Jetzt hab‘ ich's: heut war's, dass zum ersten Mal
Dein kind sich unter'm Herzen mir bewegte.

” This is very ingenious, and the parallel from Puschkin is very interesting. What makes one doubtful is that from first to last Shakespeare slurs over the motherhood of Cleopatra, to which the other tragedians of the time give great prominence. On the whole he obliterates even those references that Plutarch makes to this aspect of his heroine, [p. 656] and it would therefore be odd if he went out of his way to invent an allusion which does not fit in with the rest of the picture, and which is without consequence and very obscure. If one were forced to conjecture the “missing word,” it would be more plausible to suppose that she both wishes and hesitates to suggest marriage with Antony. At the close, her exclamation:

Husband, I come:
Now to that name my courage prove my title!
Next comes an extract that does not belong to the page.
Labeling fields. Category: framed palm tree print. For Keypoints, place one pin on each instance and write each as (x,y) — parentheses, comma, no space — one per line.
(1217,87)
shows that she recognises the dignity of the sanction. At the outset, she feels the falsity of her position, as we see from her reference to “the married woman”; and in Plutarch Shakespeare had read the complaint of her partisans, that “Cleopatra, being borne a Queene of so many thousands of men, is onely named Antonius Leman.” In Rome the marriage is assumed to be quite probable; and in this very scene Antony, after announcing the removal of the grand impediment by Fulvia's death, has just professed his unalterable devotion to his Queen. Why should there not be a marriage, unless he regards her merely as a mistress; and why should she not propose it, except that she fears to meet with this rebuff? The “sweating labour ” she bears would thus be her unsanctioned love and its disgrace.

This, however, is not put forward as a serious interpretation, but only as a theory quite as possible as Professor Zielinski's. The most obvious and the most satisfactory way is to suppose, as probably almost every reader does and has done, that she is merely making pretexts to postpone the separation. And there is surely no great difficulty about the phrase: “My oblivion is a very Antony.” Here too the obvious explanation is the most convincing: “My forgetfulness is as great as Antony's own.” [p. 657]

1 The Heroycall Epistles of the learned poet Publius Ouidius Naso in English verse: set out and translated by George Turberville, gent, etc. Transcribed from a copy in the Bodleian, which Malone, who owned it, conjecturally dated 1569.